Die alte Mühle ragt majestätisch hinter dem Haus auf. Sie hat keine Flügel mehr, und Mehl wird längst woanders gemahlen. Doch der Name ist geblieben. "Zur Mühle" heißt die Gaststätte vor der Mühle seit Generationen. "Meine Oma hat die Wirtschaft 1929 übernommen. Wie alt das Haus wirklich ist, wissen wir nicht. In einer Zeitungsanzeige von 1863 ist der Saal bereits erwähnt. Damals hieß es noch ,Zur Windmühle'", berichtet Christel Schöck. Sie führt die Gaststätte in der dritten Generation.

"Meine Mutter hat das Haus 1962 von ihrer Mutter übernommen, und nach meiner Schulzeit bin ich 1964 eingestiegen." Einen anderen Weg einzuschlagen, kam für Christel Schöck nicht in Frage. Der Kontakt mit den Menschen hat sie immer gereizt. "Wir lachen viel – vor und hinter der Theke. Das Fernsehprogramm vermisse ich nie, das habe ich hier alles direkt aus dem Leben", sagt die Wirtin. Sie kennt ihre Stammkunden seit Jahrzehnten und ist immer auf dem Laufenden, was im Ort so passiert.
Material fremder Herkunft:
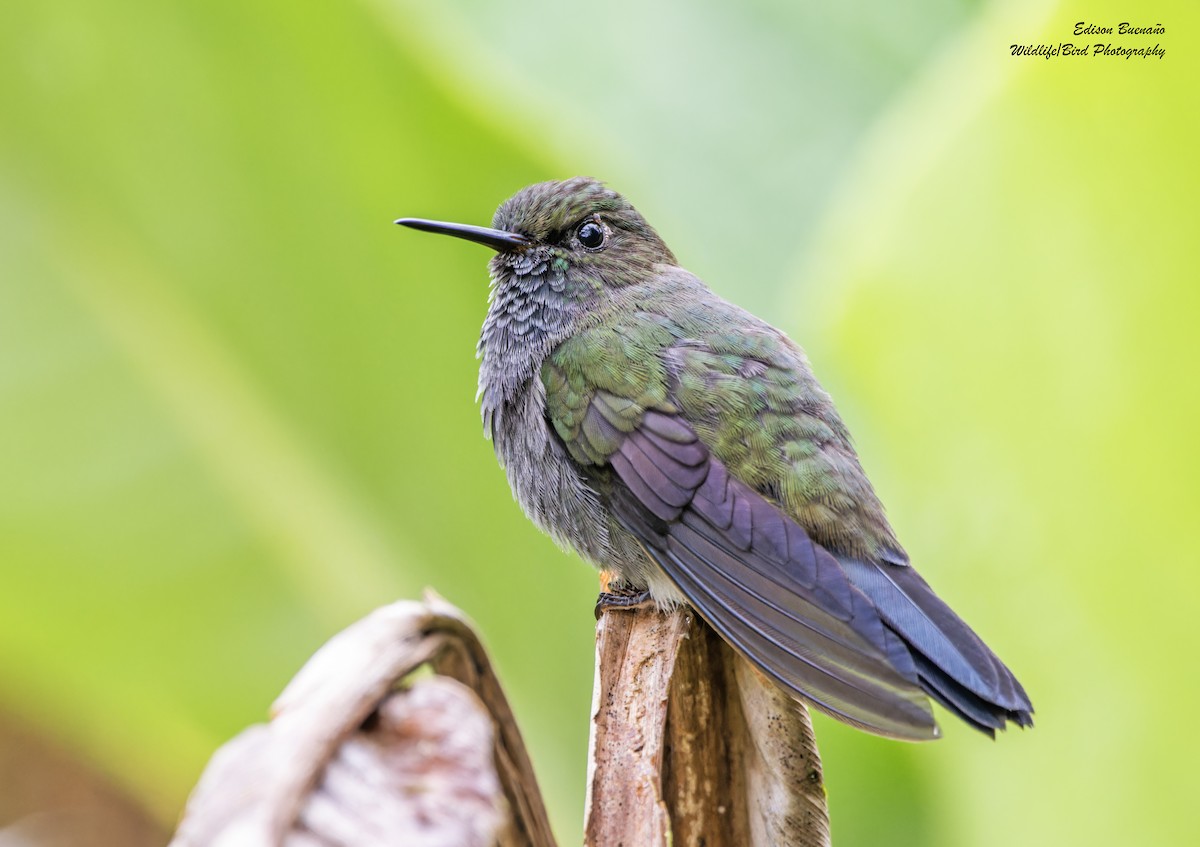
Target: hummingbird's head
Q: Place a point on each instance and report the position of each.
(577, 226)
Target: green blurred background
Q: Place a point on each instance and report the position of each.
(237, 403)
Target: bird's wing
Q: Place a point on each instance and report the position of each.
(748, 568)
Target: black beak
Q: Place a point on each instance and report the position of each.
(496, 239)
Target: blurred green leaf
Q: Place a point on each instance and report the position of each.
(237, 404)
(1007, 293)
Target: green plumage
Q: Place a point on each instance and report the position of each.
(749, 395)
(684, 446)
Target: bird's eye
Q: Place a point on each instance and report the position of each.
(592, 235)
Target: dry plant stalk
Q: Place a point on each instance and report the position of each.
(690, 745)
(352, 757)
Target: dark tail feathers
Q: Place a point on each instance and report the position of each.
(953, 664)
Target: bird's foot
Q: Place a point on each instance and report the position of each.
(623, 596)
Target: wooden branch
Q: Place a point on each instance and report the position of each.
(352, 758)
(690, 745)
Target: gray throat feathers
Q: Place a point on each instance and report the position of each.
(529, 314)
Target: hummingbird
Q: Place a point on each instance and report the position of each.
(685, 449)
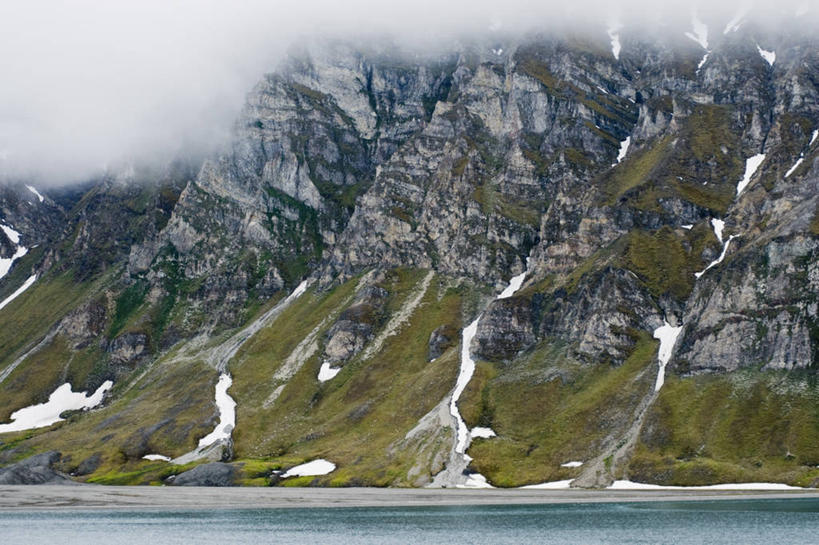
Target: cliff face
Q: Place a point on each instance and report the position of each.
(659, 185)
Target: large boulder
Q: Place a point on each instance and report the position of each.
(38, 469)
(213, 474)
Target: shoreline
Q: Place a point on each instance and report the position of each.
(98, 497)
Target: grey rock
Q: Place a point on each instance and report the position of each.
(441, 339)
(37, 469)
(212, 474)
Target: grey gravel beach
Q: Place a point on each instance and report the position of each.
(49, 497)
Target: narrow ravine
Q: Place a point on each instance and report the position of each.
(454, 473)
(212, 445)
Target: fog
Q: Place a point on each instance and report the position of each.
(89, 84)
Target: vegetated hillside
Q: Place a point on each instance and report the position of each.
(647, 187)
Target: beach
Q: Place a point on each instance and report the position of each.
(81, 496)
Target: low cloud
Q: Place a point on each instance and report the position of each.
(87, 84)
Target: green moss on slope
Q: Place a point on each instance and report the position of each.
(548, 410)
(731, 428)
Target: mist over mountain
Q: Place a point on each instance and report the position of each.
(455, 245)
(90, 85)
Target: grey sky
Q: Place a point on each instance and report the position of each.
(88, 83)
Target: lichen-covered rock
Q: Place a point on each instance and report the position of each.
(505, 329)
(441, 339)
(212, 474)
(38, 469)
(128, 348)
(355, 326)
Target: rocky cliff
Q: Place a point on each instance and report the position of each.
(660, 183)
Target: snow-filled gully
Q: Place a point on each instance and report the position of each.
(45, 414)
(225, 404)
(463, 435)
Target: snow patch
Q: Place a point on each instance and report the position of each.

Geburten, Todesfälle oder Hochzeiten, diese Neuigkeiten gehen in der Mühle täglich über die Theke. "Einige der treuesten Kunden waren schon bei meiner Mutter oder sogar schon bei meiner Großmutter zu Gast", sagt Christel Schöck. Sie ist stolz auf die Familientradition. Auch wenn sich die Kneipenkultur im Laufe der Zeit verändert hat. "Vor allem die Früh- und die Dämmerschoppen sind nicht mehr das, was sie mal waren." Früher hat Christel Schöck am Sonntag mit drei Kellnern bedient, heute schafft sie das spielend alleine. Nach der Messe kamen in den 60er und 70er Jahren die Männer aus dem Ort, um sich auszutauschen, Karten zu spielen und Bier zu trinken. "Das zog sich oft bis in den Nachmittag hin. Die jungen Leute machen das nicht mehr. Deren Frauen würden ihnen was anderes erzählen", sagt Christel Schöck lachend. Sie lebt in erster Linie von den Vereinen, die hier ihr "Zuhause" haben, Feste feiern und ihre Kegelbahn nutzen. Der Saal ist unverzichtbarer Bestandteil des öffentlichen Lebens im Ort. Nur am Dienstag ist Ruhetag. "Das ist mein Sonntag", sagt die Wirtin. Richtig ausschlafen kann sie aber auch dann nicht. Buchhaltung, Bestellungen und Besorgungen warten auf sie. "Man muss in diesem Geschäft ein Nachtmensch sein und mit wenig Schlaf auskommen. Manchmal fallen mir trotzdem hinter der Theke die Augen zu." Meist ist es Mitternacht oder später, bis die 60-Jährige zusperren kann, und am nächsten Morgen klingelt um 7.30 Uhr schon wieder der Wecker. "Ich muss ja alles sauber machen. Wenn die Kegler am Nachmittag kommen, soll alles fertig sein."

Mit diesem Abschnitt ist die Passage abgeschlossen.